A Christmas Carol4. A Christmas Carol, Charles Dickens

Dickens is a master of the novel, and long ones at that. But this is an absolute gem, with characters that have entered the shared consciousness of readers everwhere… Ebenezer Scrooge, Tiny Tim and the ghosts of Christmases past present and future. If this book does not get you into the Christmas spirit and, indeed, give you a brighter outlook on life, I will eat my hat.

5. The Old Man and the Sea, Ernest Hemingway

This book, about a old man who goes fishing off the coast of Cuba and catches a rather large fish, is so good that it won the Pulitzer and then Hemingway won the Nobel Prize for Literature. I’m not sure anything else has to be said about it.

6. Metamorphosis, Franz Kafka

The novella is a much better form for Mr. Kafka than the novel. It forces him to restrain himself, which is something he should have done in the overly long and confusing The Trial. Here, a man named Gregor Samsa wakes up as an insect, and worries deeply that he will be late for work. It is funny and serious at the same time but above all it is very, very good.

Cover - Of Mice And Men

7. Of Mice and Men, John Steinbeck

Perhaps my personal favorite on this list, Of Mice and Men is a perfect showcase of Mr. Steinbeck’s intimidating (yes, that’s the right word) writing skill. Easy to read and truly tragic, it tells the story of migrant workers George and Lenny who are looking for work in the dust-bowl era. Lenny is mentally retarded but very strong and George is his father-figure of a friend. One of only a few books that have brought me to tears.

8. At The Mountains of Madness, H. P. Lovecraft

Lovecraft wrote a lot of short stories of, shall we say… uneven quality. He was an eccentric and bigoted recluse with whom I would very definitely not liked to have spent an evening. However, some of the stuff he wrote is canonical when it comes to the horror genre, and at the top of the heap is At the Mountains of Madness.

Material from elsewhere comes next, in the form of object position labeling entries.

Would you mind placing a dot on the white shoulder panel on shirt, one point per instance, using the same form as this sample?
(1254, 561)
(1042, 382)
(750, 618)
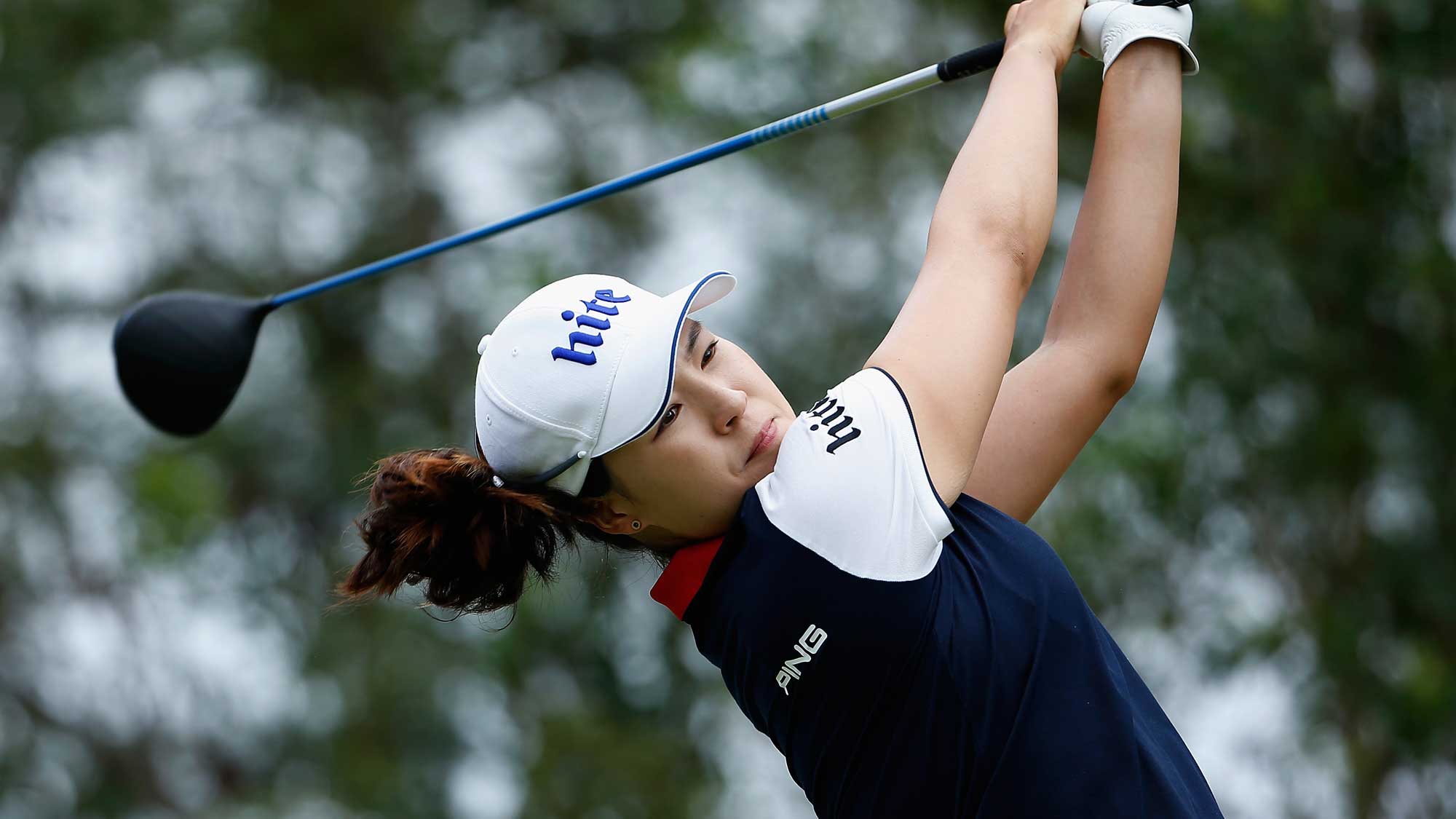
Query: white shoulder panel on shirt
(851, 483)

9. The Turn of the Screw, Henry James

A ghost story before they were cool. Ok, I’ll admit it, this is the single thing on this list that I haven’t read. However, I see it mentioned so many times as one of the great novellas out there, from people who’s opinion I trust, that I felt obliged to include it. Am I wrong?

A Clockwork Orange

10. A Clockwork Orange, Anthony Burgess

Rather an odd book, A Clockwork Orange is nontheless very good. It is told from the point of view of Alex, a member of a gang of misfits in the future, and it is all written in his peculiar style of speaking, a slang invented by Burgess for this book. It is violent and full of odd language but the surest sign of its quality is the fact that it is on the list of most challenged books in the United States (meaning that it is often requested to be removed from libraries). You may remember seeing the Stanley Kubrick movie which sticks, more or less, to the book and should be watched once you are done with it.


So, Book Riot readers. What do you think of this list?